Shares of footwear company Skechers (NYSE: SKX) slumped on Thursday following a first-quarter report that left investors wanting more. A combination of unfavorable currency translation effects, the timing of the Easter holiday, and what CFO John Vandemore called "challenging conditions" led to weak revenue growth that missed expectations.
Compared to Average Analyst Estimate
Missed by $20 million
Adjusted earnings per share
Adjusted earnings per share adds back $0.02 of one-time charges. YOY = year over year. Data source: Skechers.
Currency trouble and domestic decline
Skechers generates more than half of its revenue from international markets, so when the U.S. dollar strengthens against foreign currencies, the company's results take a hit. In the first quarter, revenue would have grown by 5.2% if not for the headwind from currency.
That's still slower growth than Skechers investors may be used to, and that's because the domestic wholesale business struggled in the first quarter. Segment sales were down 10.9%, enough to offset much of the growth in international markets. The timing of Easter, being a few weeks later this year, played a role in the domestic wholesale sales decline. The company expects domestic wholesale revenue to be flat for the full year.
The international business continued to be Skechers' growth engine, but currency knocked down the growth rate. The overall international business grew by 9.3% year over year, but it would have grown by 15% if not for the currency headwind. Within the international business, international wholesale revenue grew by 8.7%. Germany, Spain, India, Japan, China, Singapore, and South Korea all performed well during the quarter.

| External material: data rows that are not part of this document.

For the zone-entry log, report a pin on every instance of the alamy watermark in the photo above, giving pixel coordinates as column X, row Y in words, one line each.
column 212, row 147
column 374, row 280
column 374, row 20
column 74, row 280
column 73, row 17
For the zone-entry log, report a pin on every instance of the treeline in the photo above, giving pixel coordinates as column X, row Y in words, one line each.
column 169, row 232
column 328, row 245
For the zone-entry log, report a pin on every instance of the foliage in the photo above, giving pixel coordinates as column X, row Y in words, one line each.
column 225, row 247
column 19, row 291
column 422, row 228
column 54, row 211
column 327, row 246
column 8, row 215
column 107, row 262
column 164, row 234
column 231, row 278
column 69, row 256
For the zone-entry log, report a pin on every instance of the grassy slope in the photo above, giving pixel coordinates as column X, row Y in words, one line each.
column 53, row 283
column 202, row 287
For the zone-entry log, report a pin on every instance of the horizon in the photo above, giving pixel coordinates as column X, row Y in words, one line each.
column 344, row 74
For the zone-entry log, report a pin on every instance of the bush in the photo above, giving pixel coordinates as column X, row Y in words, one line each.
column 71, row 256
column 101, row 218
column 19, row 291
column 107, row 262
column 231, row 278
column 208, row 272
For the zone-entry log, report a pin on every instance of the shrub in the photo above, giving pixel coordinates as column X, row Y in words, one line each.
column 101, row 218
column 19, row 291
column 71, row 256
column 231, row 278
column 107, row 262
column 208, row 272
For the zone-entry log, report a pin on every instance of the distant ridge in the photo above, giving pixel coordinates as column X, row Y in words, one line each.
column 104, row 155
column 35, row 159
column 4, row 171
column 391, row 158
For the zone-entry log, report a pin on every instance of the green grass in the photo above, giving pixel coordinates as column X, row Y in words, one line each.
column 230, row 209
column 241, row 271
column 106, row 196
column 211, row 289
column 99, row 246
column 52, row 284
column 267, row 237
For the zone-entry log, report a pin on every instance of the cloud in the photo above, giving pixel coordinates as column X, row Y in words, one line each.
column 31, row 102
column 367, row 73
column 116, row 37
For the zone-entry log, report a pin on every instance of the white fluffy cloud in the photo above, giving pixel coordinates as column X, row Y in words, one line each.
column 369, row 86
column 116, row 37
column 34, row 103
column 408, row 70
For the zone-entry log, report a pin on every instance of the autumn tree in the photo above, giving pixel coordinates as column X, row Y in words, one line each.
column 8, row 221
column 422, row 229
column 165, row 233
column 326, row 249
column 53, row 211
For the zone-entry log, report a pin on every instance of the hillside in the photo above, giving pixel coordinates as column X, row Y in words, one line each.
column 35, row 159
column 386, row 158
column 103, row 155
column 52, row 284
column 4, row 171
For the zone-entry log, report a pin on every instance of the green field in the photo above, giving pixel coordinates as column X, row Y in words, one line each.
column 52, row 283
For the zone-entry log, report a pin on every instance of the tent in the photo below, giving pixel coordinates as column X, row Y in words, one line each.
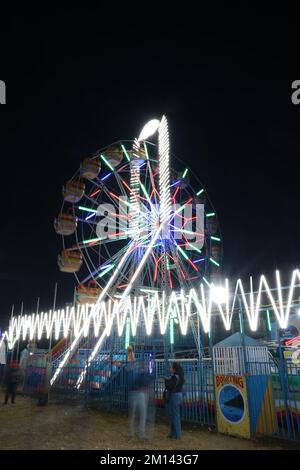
column 237, row 340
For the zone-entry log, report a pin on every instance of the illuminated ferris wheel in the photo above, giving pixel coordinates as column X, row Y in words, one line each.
column 131, row 222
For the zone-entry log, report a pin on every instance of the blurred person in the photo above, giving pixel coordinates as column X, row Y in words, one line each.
column 130, row 354
column 11, row 380
column 139, row 388
column 173, row 398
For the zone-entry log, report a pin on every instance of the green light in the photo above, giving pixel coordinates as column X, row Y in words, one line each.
column 171, row 330
column 185, row 173
column 189, row 232
column 214, row 261
column 195, row 248
column 182, row 252
column 217, row 239
column 269, row 321
column 125, row 152
column 145, row 192
column 179, row 209
column 127, row 333
column 107, row 162
column 146, row 151
column 105, row 271
column 91, row 240
column 86, row 209
column 206, row 281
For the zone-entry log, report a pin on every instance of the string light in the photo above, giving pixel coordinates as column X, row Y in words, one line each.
column 156, row 306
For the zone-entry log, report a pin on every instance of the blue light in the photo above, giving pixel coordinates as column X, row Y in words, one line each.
column 90, row 216
column 106, row 176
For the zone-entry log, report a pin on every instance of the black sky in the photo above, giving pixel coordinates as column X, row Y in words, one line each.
column 77, row 81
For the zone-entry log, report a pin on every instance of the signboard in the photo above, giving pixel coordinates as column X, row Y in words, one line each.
column 232, row 405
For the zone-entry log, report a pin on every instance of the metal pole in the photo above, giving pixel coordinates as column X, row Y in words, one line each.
column 19, row 338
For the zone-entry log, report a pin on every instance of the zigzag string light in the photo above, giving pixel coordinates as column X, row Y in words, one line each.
column 156, row 307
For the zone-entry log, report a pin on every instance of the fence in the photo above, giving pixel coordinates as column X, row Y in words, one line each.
column 273, row 387
column 272, row 381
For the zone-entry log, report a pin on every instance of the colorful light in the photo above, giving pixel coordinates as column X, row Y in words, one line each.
column 107, row 163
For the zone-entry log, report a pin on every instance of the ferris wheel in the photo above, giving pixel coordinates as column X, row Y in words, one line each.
column 134, row 218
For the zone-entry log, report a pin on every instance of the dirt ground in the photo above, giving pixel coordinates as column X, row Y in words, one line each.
column 25, row 425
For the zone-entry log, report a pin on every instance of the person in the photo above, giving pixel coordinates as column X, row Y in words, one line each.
column 11, row 379
column 130, row 354
column 138, row 398
column 173, row 387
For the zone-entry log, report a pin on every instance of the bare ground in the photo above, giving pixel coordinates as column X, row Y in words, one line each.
column 27, row 426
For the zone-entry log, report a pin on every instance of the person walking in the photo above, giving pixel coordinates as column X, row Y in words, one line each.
column 12, row 379
column 138, row 398
column 173, row 387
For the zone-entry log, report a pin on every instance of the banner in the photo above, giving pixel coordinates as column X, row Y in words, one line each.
column 232, row 405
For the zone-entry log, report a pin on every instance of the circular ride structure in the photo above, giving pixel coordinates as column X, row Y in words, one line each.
column 130, row 222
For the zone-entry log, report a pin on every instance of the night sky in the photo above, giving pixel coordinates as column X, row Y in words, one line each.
column 77, row 81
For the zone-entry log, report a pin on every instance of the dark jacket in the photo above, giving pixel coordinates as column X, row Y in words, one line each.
column 12, row 376
column 174, row 384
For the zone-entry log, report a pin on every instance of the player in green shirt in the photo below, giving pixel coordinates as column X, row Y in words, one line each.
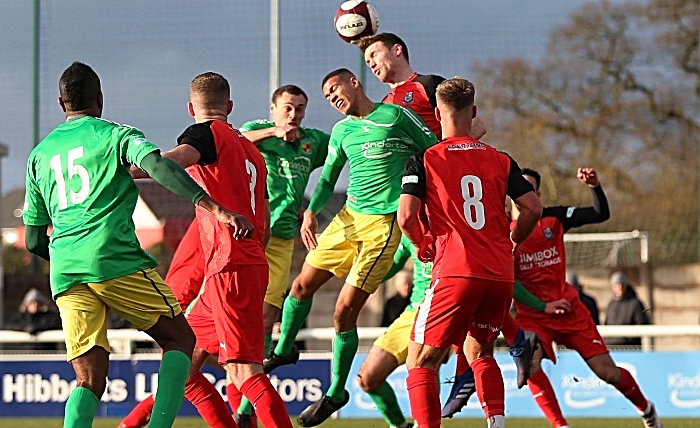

The global retail business grew, although mostly due to new stores. Total company-owned retail revenue was up 6.7% year over year in the first quarter, but comparable-store sales increased by just 0.7%. Comparable-store sales rose 0.2% in the U.S., with stronger 2.3% growth in international markets. These numbers exclude stores in India that Skechers recently transitioned from third party to company owned.
Image source: Skechers.
Rising profits and so-so guidance
While Skechers' earnings per share fell on a year-over-year basis in the first quarter, taxes were the culprit. The company enjoyed a tax benefit in the first quarter of 2018 that boosted its per-share earnings by $0.07. Backing that out, earnings per share would have increased.
Operating income, which is pre-tax, did go up, to the tune of 11.5%. While Skechers' gross margin dipped slightly thanks to higher discounts and currency effects in international markets, that was more than offset by lower operating expenses and higher revenue. Skechers' total operating expenses dropped 2.3% year over year as the company pulled back a bit on domestic advertising. The company boosted spending in China by $7.8 million to support growth, and spent $8.0 million related to new stores, but this spending was offset by a $15.8 million performance-based government rebate in China.
Looking forward to the second quarter, Skechers expects to produce revenue between $1.200 billion and $1.225 billion and earnings per share between $0.30 and $0.35. That represents year-over-year growth of 6.9% and 12.1%, respectively, at the midpoints of those ranges.
This guidance isn't anything to write home about -- Skechers has routinely produced double-digit revenue growth over the past few years. But it does show an improvement over the first quarter.
While the market didn't like Skechers' first-quarter results, the company still managed to grow revenue despite multiple headwinds. The international business, excluding currency effects, continued to fire on all cylinders. Skechers still has room to grow in China, and it's in the early innings of its growth story in India. This growth slowdown may last for a while, but there are plenty of reasons to believe it won't last forever.